Yes, things would have to be rebalanced. Don't care. It's stupid beyond all reason that AT guns don't function as AT guns. Give IKs more wounds. Make them cheaper. Just make AT guns effective vs their intended targets.
BA are CC bullies, not a CC army. I'm looking ahead for when the current lists won't work. They only work now because marine players are greedy and build in weakness to tripointing into their lists.
BaconCatBug wrote: Oh I agree the system doesn't really work all that well, but that's because it has to account from Grots to Knights. If Flyers and LoW were removed from the game it would be a lot easier to balance with such a system.
The limitation of a D6 system is also an issue. My idea for my own system was to use D12s, and replace invulnerable saves with an Ignore AP characteristic.
Why d12s and not 2d6 as with termies in the days of yore? d6s also afford the possibility of making doubles and certain combinations or sums do different stuff... say, one faction may favor 8s for instance, or hate 9s. There are different ways to make 8s or 9s and so with the reroll mechanic (that appears frankly overused) this could be useful game design.
Most armor is d6. Some armor is 2d6. With bad luck or offensive bonuses, a bolter might wound a teminator, but it will still pay to invest in assault cannons and melta guns. Vaporize power armor, and get a good chance of hurting a terminator.

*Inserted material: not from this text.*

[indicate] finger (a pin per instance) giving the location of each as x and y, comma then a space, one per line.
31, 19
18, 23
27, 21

About the original post and suggestion, why not both? Use involnerables for things like refractor fields, and use AP to push armor saves ionto the 2d6 range.
I am late to this thread and have not read every page so maybe this was proposed earlier.
For this matter, I suppose that dreadnoughts may have 3d6, and knights 4d6. This helps to stop guardsmen from wounding knights, unless with massed autocannon or melta fire... and heavy weapons platforms, tanks, and so on.
BaconCatBug wrote: Oh I agree the system doesn't really work all that well, but that's because it has to account from Grots to Knights. If Flyers and LoW were removed from the game it would be a lot easier to balance with such a system.
The limitation of a D6 system is also an issue. My idea for my own system was to use D12s, and replace invulnerable saves with an Ignore AP characteristic.
Why d12s and not 2d6 as with termies in the days of yore?
Because a) Bell Curves and b) Good luck making 15 or more saves on 2D6 in a reasonable timeframe.
D12's are the superior dice as they can represent 5 different dice types (6 if you're silly and consider the D1 a dice) and allow for a lot more variation. You can have different BS values between Fire Warriors and Crisis Suits, between Sisters of Battle/Scions and Space Marines. You can properly represent toughness on a more granular scale rather than everything clumping at T4 and T8.